Two rightwingers, one of them AWB member Fred Joubert, were arrested in the North- West last October in possession of explosives, fuses and other equipment. Rustenburg magistrates sentenced Joubert to R2 000 or one year’s imprisonment in Rustenburg this week, and his co-accused, Gert van der Westhuizen, to a similarly light sentence late last year, after the prosecution failed to prove they had intended to use the explosives for terror.
A formerly whites-only Ventersdorp primary school, now renamed Kgololosego, was damaged in a pipe bomb explosion in July after a Communist Party march. The investigation is being handled by investigators from the South African Police Service Internal Security division, who confirmed this week that a Ventersdorp AWB member has been implicated, but said there was no direct evidence against him.

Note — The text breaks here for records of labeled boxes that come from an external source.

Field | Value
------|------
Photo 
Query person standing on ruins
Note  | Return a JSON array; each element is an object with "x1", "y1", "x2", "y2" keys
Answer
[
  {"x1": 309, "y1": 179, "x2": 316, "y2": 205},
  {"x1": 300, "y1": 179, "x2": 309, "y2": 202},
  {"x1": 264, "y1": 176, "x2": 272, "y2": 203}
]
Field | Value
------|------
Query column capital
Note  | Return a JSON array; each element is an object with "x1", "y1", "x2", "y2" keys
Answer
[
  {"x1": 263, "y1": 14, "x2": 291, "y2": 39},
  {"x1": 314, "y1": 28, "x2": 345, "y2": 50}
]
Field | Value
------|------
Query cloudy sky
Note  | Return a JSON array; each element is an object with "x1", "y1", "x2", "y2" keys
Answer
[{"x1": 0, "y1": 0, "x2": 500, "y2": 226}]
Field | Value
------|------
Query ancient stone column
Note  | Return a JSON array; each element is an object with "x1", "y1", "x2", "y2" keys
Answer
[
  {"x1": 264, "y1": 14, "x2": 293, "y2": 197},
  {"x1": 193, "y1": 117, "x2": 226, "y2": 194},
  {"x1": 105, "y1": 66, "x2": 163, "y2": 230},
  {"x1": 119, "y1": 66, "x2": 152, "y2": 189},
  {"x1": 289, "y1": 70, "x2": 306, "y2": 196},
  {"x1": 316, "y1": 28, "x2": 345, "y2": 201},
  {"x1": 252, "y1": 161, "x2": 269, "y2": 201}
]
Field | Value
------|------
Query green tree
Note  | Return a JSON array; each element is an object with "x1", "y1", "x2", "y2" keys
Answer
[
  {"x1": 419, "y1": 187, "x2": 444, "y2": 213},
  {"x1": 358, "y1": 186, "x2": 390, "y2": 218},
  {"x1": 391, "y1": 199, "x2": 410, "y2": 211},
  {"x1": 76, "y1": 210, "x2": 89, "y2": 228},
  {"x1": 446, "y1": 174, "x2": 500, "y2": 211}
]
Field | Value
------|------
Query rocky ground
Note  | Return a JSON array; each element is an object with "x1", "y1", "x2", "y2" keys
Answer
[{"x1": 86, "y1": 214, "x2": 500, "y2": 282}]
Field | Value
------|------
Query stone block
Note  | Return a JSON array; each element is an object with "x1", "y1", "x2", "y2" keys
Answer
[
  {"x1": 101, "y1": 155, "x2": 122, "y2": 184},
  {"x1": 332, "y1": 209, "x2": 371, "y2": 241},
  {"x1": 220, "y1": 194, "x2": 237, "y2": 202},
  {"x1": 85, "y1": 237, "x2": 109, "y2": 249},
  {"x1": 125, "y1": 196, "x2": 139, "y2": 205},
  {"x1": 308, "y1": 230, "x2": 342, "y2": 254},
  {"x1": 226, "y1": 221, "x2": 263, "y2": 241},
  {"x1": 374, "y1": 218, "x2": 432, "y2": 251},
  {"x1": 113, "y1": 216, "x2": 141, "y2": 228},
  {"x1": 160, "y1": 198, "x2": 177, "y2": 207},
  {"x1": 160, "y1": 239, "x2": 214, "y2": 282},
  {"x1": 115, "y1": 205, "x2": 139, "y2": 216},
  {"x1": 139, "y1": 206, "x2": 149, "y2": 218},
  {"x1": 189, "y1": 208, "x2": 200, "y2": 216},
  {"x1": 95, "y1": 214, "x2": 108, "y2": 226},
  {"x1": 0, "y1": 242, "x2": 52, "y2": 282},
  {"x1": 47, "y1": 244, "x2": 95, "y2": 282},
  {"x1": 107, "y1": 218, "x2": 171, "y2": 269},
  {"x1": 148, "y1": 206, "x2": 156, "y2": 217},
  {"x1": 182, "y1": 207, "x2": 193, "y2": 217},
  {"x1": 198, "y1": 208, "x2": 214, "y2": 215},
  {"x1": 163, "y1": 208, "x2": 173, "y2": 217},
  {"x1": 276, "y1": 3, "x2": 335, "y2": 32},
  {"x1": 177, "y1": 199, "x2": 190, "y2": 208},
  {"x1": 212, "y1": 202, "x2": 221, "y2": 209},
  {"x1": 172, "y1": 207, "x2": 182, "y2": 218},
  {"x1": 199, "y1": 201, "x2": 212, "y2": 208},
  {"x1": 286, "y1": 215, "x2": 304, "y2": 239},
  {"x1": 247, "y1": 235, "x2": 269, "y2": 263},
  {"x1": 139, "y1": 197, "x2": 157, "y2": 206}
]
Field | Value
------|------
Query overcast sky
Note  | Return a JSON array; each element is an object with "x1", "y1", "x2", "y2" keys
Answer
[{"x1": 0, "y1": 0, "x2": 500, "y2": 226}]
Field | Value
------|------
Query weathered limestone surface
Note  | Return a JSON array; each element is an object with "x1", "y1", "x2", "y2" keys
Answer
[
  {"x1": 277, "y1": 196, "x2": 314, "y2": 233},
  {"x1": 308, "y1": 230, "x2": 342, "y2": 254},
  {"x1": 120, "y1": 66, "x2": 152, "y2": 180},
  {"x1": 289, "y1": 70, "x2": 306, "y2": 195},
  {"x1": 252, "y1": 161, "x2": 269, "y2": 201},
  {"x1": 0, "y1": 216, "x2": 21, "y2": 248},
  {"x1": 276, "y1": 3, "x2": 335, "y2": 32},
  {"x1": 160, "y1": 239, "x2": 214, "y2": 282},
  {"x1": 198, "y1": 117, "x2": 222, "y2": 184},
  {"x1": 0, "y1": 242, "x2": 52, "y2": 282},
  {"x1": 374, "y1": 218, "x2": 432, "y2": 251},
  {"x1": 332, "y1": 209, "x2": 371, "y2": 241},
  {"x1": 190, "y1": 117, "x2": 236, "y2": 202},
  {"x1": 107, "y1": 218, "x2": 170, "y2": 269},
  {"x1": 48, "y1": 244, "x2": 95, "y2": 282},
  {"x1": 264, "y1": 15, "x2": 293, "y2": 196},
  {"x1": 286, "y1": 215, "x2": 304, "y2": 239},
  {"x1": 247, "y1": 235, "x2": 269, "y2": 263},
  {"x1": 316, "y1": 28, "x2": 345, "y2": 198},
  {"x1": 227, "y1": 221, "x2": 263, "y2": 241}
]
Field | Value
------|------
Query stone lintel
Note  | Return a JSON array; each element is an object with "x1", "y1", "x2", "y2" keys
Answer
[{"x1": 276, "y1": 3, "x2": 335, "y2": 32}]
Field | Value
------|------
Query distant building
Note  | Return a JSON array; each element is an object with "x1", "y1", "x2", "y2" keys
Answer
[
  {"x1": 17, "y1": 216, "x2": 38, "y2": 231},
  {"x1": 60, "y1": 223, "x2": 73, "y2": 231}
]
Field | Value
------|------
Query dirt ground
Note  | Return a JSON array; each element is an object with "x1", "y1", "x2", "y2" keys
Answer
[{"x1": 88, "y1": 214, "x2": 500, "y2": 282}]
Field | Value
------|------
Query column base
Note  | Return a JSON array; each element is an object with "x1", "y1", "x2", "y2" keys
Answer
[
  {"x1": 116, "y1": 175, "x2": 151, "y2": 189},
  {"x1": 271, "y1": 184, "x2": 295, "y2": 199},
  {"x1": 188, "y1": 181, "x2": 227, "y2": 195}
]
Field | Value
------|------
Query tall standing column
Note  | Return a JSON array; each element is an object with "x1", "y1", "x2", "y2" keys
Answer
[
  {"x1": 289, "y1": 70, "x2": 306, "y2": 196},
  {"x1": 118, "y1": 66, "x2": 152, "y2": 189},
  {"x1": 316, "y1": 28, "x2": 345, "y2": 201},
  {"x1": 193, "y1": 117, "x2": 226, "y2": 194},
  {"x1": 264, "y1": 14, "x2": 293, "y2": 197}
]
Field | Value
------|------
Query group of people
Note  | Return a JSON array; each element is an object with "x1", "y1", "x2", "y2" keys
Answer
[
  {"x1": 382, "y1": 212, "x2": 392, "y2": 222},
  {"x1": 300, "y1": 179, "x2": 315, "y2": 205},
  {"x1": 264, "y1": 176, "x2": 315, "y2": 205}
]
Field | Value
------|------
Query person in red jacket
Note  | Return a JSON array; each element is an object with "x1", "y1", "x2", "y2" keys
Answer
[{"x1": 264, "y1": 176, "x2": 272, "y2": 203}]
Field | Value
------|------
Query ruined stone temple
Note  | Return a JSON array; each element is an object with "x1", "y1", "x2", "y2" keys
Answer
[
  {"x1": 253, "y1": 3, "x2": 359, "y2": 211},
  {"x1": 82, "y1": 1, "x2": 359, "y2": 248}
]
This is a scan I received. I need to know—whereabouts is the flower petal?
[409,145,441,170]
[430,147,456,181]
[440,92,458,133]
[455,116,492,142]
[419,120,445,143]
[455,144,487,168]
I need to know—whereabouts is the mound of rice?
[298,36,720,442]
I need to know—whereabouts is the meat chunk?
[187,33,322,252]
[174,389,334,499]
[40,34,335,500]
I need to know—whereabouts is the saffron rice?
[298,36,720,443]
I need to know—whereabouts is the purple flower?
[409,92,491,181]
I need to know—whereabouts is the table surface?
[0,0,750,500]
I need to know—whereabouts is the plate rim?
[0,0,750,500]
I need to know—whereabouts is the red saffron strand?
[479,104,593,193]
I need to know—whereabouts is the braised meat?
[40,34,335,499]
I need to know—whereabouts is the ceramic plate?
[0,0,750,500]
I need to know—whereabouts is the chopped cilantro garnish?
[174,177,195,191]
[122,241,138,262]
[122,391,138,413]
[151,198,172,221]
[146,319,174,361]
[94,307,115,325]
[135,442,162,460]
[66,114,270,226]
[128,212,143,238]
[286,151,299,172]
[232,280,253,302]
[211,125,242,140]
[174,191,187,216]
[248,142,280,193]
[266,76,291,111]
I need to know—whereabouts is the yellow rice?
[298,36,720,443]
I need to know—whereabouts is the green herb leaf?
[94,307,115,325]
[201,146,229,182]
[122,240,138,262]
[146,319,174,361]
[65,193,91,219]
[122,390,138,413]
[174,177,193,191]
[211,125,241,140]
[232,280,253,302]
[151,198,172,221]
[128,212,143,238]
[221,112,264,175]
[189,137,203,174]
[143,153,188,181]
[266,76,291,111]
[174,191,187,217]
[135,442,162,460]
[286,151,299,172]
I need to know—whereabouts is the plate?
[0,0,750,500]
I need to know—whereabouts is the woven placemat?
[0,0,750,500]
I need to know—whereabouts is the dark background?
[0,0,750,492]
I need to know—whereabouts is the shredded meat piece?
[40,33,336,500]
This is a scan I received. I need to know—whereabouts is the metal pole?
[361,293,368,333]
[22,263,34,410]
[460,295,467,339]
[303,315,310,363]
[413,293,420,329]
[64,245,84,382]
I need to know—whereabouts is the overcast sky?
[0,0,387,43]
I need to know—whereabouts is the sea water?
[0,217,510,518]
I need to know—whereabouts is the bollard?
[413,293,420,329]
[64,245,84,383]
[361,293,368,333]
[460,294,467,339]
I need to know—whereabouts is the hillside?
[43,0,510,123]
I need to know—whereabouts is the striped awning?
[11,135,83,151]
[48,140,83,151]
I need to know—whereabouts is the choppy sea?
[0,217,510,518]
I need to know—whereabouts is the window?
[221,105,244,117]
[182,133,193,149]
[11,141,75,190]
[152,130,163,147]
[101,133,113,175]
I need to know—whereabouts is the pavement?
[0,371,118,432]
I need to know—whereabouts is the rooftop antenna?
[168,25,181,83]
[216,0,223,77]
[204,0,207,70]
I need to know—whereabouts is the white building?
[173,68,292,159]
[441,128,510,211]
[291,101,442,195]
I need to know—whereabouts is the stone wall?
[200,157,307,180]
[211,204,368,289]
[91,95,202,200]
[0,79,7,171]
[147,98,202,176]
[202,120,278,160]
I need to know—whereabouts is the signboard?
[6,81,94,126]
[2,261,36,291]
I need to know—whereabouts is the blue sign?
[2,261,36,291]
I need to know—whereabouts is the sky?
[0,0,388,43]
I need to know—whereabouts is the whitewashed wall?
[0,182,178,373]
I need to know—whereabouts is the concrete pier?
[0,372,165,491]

* The M&G this week learnt of an interest shown by intelligence officials in an alleged “bomb factory” near Ventersdorp, while it also received unconfirmed information about a farm in the area containing a large cache of military equipment.
But as South Africa grapples with the realisation that terror is not a tactic only of the past, it appears the country’s security agencies are also grappling to form a coherent picture of the extent of the threat. One well-placed security official this week spoke of far more sinister right-wing groups that have yet to flex their muscles, but acknowledged: “The truth is, we really don’t have a clue.”